Cite all datasets with links and access dates in your README and slides.
🧰 Allowed Tools
- Core: Python (pandas, numpy, matplotlib, seaborn, plotly), Jupyter/Quarto.
- Spatial (optional): geopandas, folium, mapclassify.
- ML/NLP (optional): scikit‑learn, wordcloud, BERTopic (or similar).
- Design & accessibility: ColorBrewer/Colorcet, contrast checkers; adhere to Week 9 guidance.
🧪 Quality Expectations
- Audience‑appropriate explanations; avoid jargon without definitions.
- Effective encodings and color choices; legends/direct labels; informative titles and captions.
- Uncertainty shown where appropriate (error bars, bands, bootstrap summaries).
- Accessibility: palette choices that remain interpretable with color‑vision deficiencies; sufficient contrast; alt text in slides where feasible.
- Reproducibility: clean execution top‑to‑bottom; deterministic seeds; clear env instructions.
- Ethics: respect license/terms; anonymize sensitive fields; discuss limitations and potential biases.
🧮 Grading Rubric (40 pts total)
- Problem Framing & Relevance (5 pts): Clear question, audience, and motivation.
- Data Acquisition & Ethics (4 pts): Credible sources, citations, permissions/privacy considerations.
- Wrangling & Reproducibility (6 pts): Correct, readable code using selection/sorting, groupby+agg, joins, tidy reshaping; runnable notebook & env notes.

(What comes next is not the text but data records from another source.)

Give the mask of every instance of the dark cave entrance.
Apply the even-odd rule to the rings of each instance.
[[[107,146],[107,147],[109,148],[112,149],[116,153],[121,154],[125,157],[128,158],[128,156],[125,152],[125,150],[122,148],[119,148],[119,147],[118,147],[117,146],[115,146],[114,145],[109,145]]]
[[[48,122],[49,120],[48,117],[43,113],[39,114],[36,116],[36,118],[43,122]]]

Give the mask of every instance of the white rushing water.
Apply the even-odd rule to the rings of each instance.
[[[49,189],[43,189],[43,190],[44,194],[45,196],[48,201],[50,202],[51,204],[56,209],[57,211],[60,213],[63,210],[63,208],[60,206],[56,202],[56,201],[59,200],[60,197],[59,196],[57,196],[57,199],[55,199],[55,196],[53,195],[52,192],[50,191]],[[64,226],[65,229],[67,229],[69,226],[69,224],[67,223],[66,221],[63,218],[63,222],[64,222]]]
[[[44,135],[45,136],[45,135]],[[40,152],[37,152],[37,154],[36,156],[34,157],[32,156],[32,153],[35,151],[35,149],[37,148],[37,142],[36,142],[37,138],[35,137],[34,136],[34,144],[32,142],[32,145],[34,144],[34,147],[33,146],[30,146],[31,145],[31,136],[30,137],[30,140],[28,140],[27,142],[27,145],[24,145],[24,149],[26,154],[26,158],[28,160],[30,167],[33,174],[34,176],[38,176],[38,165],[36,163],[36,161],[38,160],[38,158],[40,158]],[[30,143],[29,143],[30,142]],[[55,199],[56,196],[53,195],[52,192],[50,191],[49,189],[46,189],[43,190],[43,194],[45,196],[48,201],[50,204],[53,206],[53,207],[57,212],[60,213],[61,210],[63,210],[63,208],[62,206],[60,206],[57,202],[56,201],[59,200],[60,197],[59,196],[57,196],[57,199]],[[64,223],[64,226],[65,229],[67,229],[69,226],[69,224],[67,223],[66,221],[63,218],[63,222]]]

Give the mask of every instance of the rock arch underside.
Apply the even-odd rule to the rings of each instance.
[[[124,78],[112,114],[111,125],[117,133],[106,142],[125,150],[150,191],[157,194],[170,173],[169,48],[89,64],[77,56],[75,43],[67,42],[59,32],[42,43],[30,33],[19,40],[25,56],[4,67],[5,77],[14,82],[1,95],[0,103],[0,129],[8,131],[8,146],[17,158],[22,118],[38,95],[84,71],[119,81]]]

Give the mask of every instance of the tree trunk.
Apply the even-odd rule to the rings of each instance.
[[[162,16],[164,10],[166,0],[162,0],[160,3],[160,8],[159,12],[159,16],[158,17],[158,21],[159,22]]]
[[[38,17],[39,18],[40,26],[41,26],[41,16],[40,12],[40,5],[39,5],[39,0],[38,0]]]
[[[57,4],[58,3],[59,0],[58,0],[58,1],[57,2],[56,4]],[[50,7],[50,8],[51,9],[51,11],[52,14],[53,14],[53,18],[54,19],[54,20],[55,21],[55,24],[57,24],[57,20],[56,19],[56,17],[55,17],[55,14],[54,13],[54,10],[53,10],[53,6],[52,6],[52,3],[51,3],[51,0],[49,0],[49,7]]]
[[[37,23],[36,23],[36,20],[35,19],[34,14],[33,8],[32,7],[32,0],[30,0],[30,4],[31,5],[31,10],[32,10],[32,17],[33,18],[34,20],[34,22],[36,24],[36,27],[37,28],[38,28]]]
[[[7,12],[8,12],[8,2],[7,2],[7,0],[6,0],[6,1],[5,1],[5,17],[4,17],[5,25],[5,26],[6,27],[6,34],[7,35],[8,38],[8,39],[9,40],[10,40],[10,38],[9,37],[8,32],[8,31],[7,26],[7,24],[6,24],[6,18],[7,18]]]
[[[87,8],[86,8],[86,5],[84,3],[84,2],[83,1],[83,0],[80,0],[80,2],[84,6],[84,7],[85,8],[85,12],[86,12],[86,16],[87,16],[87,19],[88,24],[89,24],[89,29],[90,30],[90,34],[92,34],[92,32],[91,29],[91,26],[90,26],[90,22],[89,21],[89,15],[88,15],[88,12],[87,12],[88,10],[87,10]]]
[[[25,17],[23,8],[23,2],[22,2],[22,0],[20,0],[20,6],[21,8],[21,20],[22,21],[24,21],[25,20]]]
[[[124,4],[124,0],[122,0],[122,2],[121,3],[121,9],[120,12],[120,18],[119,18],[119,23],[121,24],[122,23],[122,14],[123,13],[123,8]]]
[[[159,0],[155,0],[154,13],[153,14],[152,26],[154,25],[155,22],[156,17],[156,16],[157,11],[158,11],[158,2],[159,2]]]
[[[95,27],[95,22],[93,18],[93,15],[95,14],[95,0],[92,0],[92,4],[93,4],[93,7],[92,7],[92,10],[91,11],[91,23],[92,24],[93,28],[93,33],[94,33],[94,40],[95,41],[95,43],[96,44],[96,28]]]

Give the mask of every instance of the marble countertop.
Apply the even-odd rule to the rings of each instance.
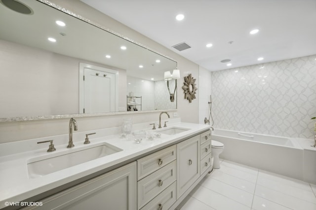
[[[28,160],[39,157],[44,158],[45,156],[49,156],[54,153],[57,154],[79,148],[83,149],[87,145],[83,144],[82,138],[80,140],[74,140],[75,147],[67,148],[65,139],[67,139],[68,136],[56,136],[54,138],[56,151],[51,153],[46,152],[48,143],[47,145],[41,144],[45,145],[41,145],[40,149],[35,147],[37,146],[36,145],[37,142],[47,140],[48,137],[44,139],[37,139],[24,142],[22,141],[21,142],[0,144],[0,153],[2,154],[0,156],[0,209],[6,207],[6,202],[22,201],[109,167],[118,166],[120,163],[127,163],[130,160],[131,161],[142,155],[175,143],[181,139],[207,130],[210,128],[209,126],[182,122],[170,124],[168,127],[173,126],[189,129],[172,135],[162,134],[160,138],[155,138],[153,140],[146,138],[140,143],[137,143],[133,139],[121,138],[118,132],[102,136],[102,132],[99,132],[101,133],[95,138],[93,135],[90,136],[91,143],[87,145],[91,147],[94,144],[106,142],[122,149],[122,151],[36,178],[29,177],[27,168]],[[166,128],[160,129],[163,128]],[[151,131],[155,132],[159,130]],[[150,132],[150,130],[147,130],[148,132]],[[63,140],[59,140],[59,138]],[[74,139],[76,139],[75,137]],[[29,151],[17,149],[22,146],[23,148],[26,147]],[[34,150],[35,148],[37,149]],[[3,154],[5,155],[3,155]]]

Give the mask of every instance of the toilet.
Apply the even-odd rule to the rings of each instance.
[[[224,151],[224,144],[219,141],[212,140],[212,155],[214,158],[213,168],[219,168],[221,166],[219,162],[219,154]]]

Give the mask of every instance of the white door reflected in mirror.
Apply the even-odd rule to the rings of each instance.
[[[79,112],[118,111],[118,71],[84,63],[79,65]]]

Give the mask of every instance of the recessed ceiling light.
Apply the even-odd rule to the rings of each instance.
[[[249,34],[251,34],[251,35],[253,35],[253,34],[257,34],[258,32],[259,32],[259,29],[254,29],[254,30],[253,30],[249,32]]]
[[[60,26],[66,26],[66,23],[64,23],[63,21],[61,21],[60,20],[56,20],[56,24]]]
[[[56,42],[56,40],[54,38],[52,38],[51,37],[49,37],[48,39],[47,39],[47,40],[48,40],[49,41],[50,41],[52,42]]]
[[[228,63],[229,62],[230,62],[231,61],[231,59],[225,59],[225,60],[222,60],[221,61],[221,62],[222,63]]]
[[[184,15],[182,14],[179,14],[176,16],[177,20],[182,20],[184,19]]]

- Visualization Quality & Variety (10 pts): Appropriate chart choices (distributions, comparisons, relationships, uncertainty; maps/ML/NLP as relevant), labeling/annotations, narrative flow.
- Analysis & Insight (7 pts): Sound reasoning, limitations addressed, meaningful takeaways.
- Communication & Writing (4 pts): Clarity of markdown narrative, captions, and organization; slide design.
- Presentation & Q&A (4 pts): Timing, delivery, visual clarity, ability to answer questions.
🗣️ Presentation Guidelines (7–8 minutes)
- Open with the problem and why it matters (≤ 60 seconds).
- Show 3–5 strongest visuals; narrate what the viewer should notice.
- Include at least one slide on methods/wrangling (brief) and one on limitations & next steps.
- End with a single insight slide (one sentence + supporting figure).
🤝 Collaboration, AI, and Academic Integrity
- Follow course AI policy: AI tools may assist with scaffolding (formatting code, minor debugging, grammar). They may not fabricate results or replace your own analysis/interpretation. Disclose any AI assistance in the README.
- Cite all data, code snippets, and external visuals. Plagiarism or undisclosed AI‑generated work violates university policy.
✅ Submission Checklist
Before submitting on Blackboard, ensure:
- Your project has fulfilled all the basic requirements listed above.
- Used Quarto to render the notebook into HTML and zip the files for submission.
- Double-check the visualizations and your reflections in the HTML are properly organized and displayed.
- Do not forget the README file, the slides, and the short video/audio
💡 Tips for Success
- Start with a sketch of your story and a list of figures you’ll need.
- Iterate: rough plots → refine encodings/labels → polish.
- Prefer fewer, better figures over many similar ones.
- Keep code cells small and well‑commented; use functions where helpful.